Una vita segnata dall' abbandono paterno, dal suo pentimento e ritorno, dalla furia cieca della gelosia, dal desiderio di ricchezza e potere di Lao Lan, capo del villaggio, dalla cessazione della produzione artigianale e del consumo locale a vantaggio della costruzione di una grossa fabbrica per il trattamento e la vendita della carne a livello industriale, di cui Luo Xiatong, genio precoce, viene nominato direttore.
Vicende pubbliche e private si intersecano, tra ingordigia, astio famigliare, amoralita', corruzione, crudeltà, vendetta.
I " 41 colpi " è palesemente un testo allegorico ( del 2003 ) che si nutre e tratta in ogni dove di un unico elemento, la carne, considerata sommo e irrinunciabile bene di consumo, ignorando cinicamente il senso dell' esistenza, la sofferenza, la tortura e l' ininterrotta carneficina nei confronti del regno animale.
In realtà si parla di molto altro, di una terra dai profondi cambiamenti storico-culturali, governata dalla massificazione e mercificazione dell' oggi, di un mondo contadino famigliare, tradizionale, conservatore, patriarcale, con tratti feudali, in cui il consumo della carne è sinonimo di benessere e si muore intossicati dal botulino. Si affrontano vicende e complesse relazioni private, inserite in un profondo desiderio di redenzione ed autocritica, risvegliando una dimensione purificata dell' esistenza.
C'è la denuncia di metodi produttivi letali utilizzati dalla grande industria globale ( l' imbottire la carne di acqua, medicinali, antibiotici, ormoni ), di una violenza cieca ed indifferenziata, del consumismo acritico e smodato ( da parte degli esseri umani ), della forbice sempre più allargata ricchezza-povertà, insomma di tutti i mali della contemporaneità.
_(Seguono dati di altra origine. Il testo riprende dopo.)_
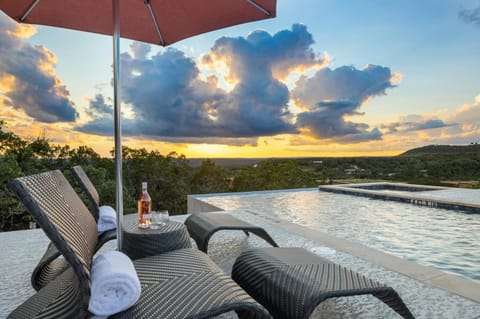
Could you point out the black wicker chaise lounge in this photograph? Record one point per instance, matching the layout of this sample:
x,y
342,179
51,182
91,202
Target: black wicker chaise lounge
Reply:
x,y
202,226
180,284
52,263
92,195
292,282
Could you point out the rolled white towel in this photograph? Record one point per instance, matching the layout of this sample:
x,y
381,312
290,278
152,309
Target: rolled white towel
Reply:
x,y
107,219
115,284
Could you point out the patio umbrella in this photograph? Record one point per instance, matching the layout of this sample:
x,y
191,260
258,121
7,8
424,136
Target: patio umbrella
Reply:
x,y
161,22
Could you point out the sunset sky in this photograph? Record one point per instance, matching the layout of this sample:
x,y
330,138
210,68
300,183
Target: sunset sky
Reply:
x,y
324,78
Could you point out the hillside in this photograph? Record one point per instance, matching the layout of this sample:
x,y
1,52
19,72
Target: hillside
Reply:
x,y
442,149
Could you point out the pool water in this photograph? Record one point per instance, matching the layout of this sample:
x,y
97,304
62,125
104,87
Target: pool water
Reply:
x,y
444,239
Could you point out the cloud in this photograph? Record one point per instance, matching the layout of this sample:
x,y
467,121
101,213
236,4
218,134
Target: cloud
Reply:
x,y
27,79
169,99
98,107
330,96
470,15
415,123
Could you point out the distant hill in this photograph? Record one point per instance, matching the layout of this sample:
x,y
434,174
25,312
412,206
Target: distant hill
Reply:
x,y
442,149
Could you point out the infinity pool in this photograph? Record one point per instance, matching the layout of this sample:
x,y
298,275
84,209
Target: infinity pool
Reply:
x,y
445,239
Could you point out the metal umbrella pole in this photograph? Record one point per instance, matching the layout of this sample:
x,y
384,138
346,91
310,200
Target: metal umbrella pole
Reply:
x,y
117,121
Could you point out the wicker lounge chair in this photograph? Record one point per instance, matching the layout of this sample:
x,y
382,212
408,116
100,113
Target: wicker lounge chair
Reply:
x,y
203,225
292,282
52,263
94,199
181,284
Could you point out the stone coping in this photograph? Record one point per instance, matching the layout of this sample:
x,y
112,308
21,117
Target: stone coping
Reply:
x,y
428,275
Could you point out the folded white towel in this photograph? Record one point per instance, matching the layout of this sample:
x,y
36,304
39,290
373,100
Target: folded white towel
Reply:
x,y
115,284
107,219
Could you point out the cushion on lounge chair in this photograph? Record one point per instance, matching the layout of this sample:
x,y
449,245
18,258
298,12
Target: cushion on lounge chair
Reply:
x,y
292,282
178,284
202,226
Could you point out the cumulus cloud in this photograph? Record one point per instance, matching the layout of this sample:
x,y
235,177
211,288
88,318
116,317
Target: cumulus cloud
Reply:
x,y
330,96
170,100
415,123
27,79
98,107
471,15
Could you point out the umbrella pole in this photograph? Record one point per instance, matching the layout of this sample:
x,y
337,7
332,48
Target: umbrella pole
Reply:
x,y
117,122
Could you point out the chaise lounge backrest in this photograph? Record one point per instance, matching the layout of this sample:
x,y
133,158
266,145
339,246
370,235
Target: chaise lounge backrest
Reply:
x,y
88,188
56,207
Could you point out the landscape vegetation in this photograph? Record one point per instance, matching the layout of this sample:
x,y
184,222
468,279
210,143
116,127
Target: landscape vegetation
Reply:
x,y
171,177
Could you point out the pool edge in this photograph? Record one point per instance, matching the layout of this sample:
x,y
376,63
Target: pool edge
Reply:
x,y
427,275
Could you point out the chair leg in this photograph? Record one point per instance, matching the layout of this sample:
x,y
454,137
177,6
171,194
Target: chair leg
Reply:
x,y
392,299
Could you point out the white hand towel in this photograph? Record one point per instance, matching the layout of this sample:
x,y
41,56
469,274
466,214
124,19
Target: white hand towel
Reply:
x,y
107,219
115,284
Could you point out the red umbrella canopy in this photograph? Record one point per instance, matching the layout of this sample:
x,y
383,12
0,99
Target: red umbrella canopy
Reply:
x,y
155,21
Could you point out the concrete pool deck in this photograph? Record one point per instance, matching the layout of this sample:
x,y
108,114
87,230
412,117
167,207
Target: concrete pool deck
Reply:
x,y
21,250
467,200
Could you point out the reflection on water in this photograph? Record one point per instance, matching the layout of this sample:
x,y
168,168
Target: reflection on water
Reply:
x,y
444,239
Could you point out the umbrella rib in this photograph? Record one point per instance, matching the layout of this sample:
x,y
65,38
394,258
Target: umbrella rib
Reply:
x,y
162,41
32,6
259,7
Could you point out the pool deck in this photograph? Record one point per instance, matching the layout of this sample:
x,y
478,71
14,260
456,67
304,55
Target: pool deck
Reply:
x,y
434,196
428,293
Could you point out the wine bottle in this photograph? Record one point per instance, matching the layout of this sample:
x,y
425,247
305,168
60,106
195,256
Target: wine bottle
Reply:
x,y
144,208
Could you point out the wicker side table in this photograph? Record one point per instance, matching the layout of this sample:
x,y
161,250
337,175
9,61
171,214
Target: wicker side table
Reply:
x,y
143,242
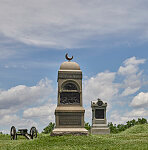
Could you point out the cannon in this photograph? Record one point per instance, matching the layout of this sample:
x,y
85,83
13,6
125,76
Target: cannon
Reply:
x,y
23,132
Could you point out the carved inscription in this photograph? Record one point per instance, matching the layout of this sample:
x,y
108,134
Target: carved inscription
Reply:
x,y
69,76
70,119
70,98
99,113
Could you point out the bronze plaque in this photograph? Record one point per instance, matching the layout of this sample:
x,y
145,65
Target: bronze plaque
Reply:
x,y
99,113
70,98
69,76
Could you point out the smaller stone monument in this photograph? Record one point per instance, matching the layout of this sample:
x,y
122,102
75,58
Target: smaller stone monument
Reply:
x,y
99,122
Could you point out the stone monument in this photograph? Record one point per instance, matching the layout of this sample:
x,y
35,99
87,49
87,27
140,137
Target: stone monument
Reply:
x,y
69,113
99,122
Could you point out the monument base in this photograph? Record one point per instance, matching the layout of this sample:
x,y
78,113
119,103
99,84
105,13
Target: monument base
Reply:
x,y
69,131
100,129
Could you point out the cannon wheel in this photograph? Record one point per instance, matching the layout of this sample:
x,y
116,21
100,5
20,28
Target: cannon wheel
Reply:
x,y
13,133
33,132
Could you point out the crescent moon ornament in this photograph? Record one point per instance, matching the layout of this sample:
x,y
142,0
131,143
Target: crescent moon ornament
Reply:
x,y
69,59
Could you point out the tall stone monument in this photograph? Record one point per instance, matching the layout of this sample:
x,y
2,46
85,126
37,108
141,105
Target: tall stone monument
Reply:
x,y
69,113
99,122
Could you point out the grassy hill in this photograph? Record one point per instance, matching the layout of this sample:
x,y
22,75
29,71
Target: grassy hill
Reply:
x,y
133,138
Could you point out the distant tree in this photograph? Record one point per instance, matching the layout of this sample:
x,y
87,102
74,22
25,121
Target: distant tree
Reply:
x,y
49,128
87,126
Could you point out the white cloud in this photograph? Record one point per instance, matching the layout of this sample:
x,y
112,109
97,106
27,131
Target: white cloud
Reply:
x,y
130,66
101,86
130,70
42,111
140,100
22,96
44,114
66,23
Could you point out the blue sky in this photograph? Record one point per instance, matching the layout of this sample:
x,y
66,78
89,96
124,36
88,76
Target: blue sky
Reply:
x,y
108,39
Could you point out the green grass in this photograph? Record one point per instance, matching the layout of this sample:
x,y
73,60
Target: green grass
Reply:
x,y
133,138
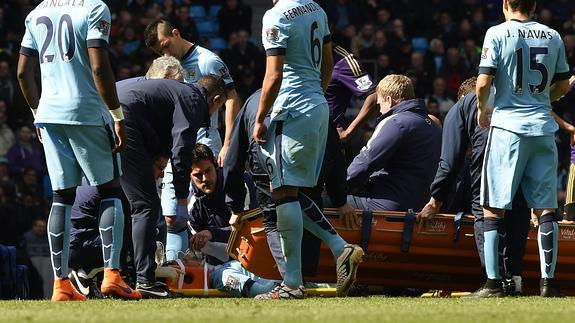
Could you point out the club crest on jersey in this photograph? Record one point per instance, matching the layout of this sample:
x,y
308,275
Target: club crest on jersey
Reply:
x,y
273,34
484,53
191,74
104,27
363,83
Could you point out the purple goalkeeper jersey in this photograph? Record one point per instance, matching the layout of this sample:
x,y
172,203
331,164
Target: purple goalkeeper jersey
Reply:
x,y
347,79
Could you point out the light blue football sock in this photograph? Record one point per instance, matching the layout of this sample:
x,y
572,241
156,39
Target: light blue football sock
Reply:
x,y
547,240
290,228
59,238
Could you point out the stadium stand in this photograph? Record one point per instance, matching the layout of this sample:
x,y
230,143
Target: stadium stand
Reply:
x,y
448,33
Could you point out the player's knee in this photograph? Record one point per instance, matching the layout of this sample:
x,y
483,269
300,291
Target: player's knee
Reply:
x,y
110,192
284,194
66,196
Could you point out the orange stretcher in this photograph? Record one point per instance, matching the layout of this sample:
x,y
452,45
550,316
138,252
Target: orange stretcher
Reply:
x,y
442,255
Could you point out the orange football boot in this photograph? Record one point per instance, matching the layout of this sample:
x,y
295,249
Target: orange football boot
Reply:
x,y
65,291
114,286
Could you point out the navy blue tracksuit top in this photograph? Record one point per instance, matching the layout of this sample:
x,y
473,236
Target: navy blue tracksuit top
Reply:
x,y
394,170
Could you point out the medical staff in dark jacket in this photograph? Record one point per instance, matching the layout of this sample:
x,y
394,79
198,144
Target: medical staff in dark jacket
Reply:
x,y
395,168
460,131
162,119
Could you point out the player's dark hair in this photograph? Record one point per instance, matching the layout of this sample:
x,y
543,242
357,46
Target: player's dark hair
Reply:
x,y
467,87
202,152
214,85
523,6
151,33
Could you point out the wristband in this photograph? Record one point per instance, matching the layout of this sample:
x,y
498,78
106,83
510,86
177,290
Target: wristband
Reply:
x,y
117,114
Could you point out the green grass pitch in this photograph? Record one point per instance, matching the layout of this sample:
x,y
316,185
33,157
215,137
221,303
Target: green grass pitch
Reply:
x,y
361,310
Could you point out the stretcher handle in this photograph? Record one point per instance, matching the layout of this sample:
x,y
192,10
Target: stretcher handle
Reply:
x,y
367,218
409,221
457,224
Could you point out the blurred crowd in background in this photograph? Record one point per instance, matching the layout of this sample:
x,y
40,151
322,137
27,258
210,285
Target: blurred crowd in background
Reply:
x,y
437,43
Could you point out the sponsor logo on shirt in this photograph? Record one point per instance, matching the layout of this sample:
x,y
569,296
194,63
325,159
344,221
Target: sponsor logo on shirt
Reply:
x,y
191,74
363,83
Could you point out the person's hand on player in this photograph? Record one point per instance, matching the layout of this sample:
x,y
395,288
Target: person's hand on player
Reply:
x,y
348,217
483,119
120,130
222,155
199,240
343,135
429,210
260,132
534,220
39,135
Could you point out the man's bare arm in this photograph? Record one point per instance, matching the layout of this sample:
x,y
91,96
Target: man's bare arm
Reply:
x,y
271,85
270,89
103,76
482,92
558,89
326,65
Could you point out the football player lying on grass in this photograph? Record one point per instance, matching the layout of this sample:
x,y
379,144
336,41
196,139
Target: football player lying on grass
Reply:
x,y
209,221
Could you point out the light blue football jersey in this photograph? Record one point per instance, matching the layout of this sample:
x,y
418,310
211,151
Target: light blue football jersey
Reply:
x,y
297,29
199,61
525,57
59,33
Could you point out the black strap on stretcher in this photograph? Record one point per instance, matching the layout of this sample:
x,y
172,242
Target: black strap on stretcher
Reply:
x,y
409,223
457,225
367,218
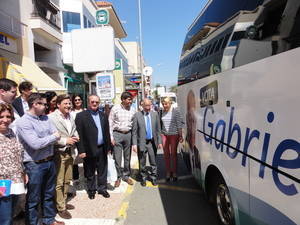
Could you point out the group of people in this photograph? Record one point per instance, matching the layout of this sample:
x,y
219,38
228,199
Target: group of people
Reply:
x,y
43,135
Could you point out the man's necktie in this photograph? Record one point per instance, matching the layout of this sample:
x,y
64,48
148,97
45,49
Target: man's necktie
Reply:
x,y
148,127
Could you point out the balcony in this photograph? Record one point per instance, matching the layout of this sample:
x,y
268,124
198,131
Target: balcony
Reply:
x,y
45,19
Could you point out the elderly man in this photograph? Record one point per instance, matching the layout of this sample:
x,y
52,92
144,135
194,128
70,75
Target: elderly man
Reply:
x,y
93,129
146,138
64,152
120,126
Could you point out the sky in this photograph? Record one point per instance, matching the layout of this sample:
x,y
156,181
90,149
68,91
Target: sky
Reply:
x,y
164,26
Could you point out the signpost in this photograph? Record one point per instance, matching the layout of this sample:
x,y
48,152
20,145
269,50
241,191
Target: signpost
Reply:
x,y
105,87
102,17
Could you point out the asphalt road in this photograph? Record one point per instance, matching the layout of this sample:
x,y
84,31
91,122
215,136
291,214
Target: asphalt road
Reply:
x,y
174,203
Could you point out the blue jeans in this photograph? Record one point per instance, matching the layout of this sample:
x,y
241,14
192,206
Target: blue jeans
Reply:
x,y
41,189
6,209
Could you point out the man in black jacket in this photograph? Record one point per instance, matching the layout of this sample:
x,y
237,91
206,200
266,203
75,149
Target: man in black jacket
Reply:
x,y
93,129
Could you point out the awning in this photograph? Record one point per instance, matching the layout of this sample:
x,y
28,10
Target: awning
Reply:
x,y
21,68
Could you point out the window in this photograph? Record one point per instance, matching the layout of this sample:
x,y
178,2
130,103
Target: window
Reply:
x,y
225,41
213,47
71,21
219,44
84,22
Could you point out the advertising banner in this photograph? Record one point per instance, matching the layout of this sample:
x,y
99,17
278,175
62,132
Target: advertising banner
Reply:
x,y
105,87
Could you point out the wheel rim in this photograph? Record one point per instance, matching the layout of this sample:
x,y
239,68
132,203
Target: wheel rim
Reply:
x,y
224,205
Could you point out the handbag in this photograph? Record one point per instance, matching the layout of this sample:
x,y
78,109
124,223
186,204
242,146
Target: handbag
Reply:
x,y
111,169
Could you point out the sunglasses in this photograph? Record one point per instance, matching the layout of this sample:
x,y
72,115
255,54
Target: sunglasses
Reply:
x,y
41,103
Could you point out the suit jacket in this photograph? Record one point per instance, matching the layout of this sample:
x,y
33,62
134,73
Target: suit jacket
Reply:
x,y
17,104
88,133
139,129
61,127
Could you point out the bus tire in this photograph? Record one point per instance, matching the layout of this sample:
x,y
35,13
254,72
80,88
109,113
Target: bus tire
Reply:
x,y
223,203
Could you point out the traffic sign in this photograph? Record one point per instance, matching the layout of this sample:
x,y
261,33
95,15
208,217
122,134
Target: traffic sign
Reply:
x,y
102,17
147,71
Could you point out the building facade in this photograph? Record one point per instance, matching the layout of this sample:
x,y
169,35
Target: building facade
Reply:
x,y
31,43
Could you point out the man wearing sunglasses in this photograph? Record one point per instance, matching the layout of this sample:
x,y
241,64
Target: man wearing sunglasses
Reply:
x,y
38,134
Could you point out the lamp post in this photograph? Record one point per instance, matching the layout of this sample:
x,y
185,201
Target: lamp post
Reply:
x,y
141,48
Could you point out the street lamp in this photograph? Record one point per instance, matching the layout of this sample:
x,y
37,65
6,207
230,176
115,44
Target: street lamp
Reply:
x,y
141,48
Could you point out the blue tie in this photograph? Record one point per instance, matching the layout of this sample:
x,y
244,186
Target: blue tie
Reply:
x,y
148,127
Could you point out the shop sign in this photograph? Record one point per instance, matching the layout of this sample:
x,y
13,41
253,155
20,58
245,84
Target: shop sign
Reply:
x,y
8,43
118,65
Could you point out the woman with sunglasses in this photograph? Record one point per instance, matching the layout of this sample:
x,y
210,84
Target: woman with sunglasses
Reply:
x,y
12,176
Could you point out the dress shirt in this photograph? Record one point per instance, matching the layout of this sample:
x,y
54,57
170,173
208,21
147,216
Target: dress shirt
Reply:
x,y
120,119
36,133
25,105
148,117
97,121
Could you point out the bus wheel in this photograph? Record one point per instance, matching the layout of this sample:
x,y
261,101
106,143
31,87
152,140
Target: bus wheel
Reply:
x,y
223,203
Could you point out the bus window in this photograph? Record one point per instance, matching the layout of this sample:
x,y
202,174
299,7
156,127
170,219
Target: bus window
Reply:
x,y
219,45
225,41
213,47
207,50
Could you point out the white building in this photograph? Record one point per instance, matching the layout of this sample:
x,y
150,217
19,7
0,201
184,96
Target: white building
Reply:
x,y
32,31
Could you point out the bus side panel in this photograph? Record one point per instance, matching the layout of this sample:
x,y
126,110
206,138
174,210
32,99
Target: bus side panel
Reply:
x,y
257,114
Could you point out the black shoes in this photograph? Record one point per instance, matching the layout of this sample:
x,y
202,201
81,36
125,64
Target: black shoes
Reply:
x,y
154,182
110,187
105,194
143,183
91,195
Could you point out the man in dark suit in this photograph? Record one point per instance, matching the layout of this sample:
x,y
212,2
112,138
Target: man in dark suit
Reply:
x,y
93,129
146,138
20,103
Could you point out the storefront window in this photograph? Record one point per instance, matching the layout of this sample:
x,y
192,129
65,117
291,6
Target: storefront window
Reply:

Come nel " Paese dell' alcool " anche qui l' eccesso è sinonimo di distopia, e quelle infinite ed insaziabili abbuffate di carne, fino alla nausea, al vomito, alla contorsione delle budella, inscenano un disgustoso e smodato edonismo, una crudeltà inspiegabile ( si pensi alle gare tra i maggiori mangiatori di carne ) condita da odori acri e sapori pungenti.
Per contro si respira la soave leggerezza di un mondo monastico e spirituale che si nutre di attimi, di bellezza, lievita', digiuno, ascolto, silenzio.
Al di fuori del tempio ( nel presente ) a sua volta viene inscenata una fiera della carne, si alternano figure mitologiche, bizzarre, un variegato e stupefacente universo carnevalesco, tra fantasia, sogni e ricordi svaniti in dolori e gioie soffuse, ma forse è solo una tentazione che ritorna o una estrema prova di sopravvivenza.
Luo Xiatong racconta, si commuove, soffre, impara, rivede e reinterpreta la propria storia, dopo dieci anni, con tutti gli errori ed orrori commessi, desiderando evadere da un mondo ormai ossessionato dal solo desiderio.
Tra le pagine tocchi di poetica sublime, tra aspre e crude descrizioni d' insieme.
Di certo Mo Yan rimane un narratore d' eccellenza, e ce lo mostra, in quella continua sospensione tra sogno e magia, realtà e satira, alternando e miscelando mondi complessi, riuscendo comunque nel proprio intento, anche se quel tema ripetuto ed ossessivo ( la carne ) sbandierato in ogni dove ed in tutte le salse finisce per essere stomachevole e nauseabondo ( convertendoci definitivamente ad un ideale vegetariano ).
L' autore ci consegna una riflessione ragionata e critica dell' oggi con vista sul passato in un romanzo di grande coralità e tratti di indiscutibile bellezza.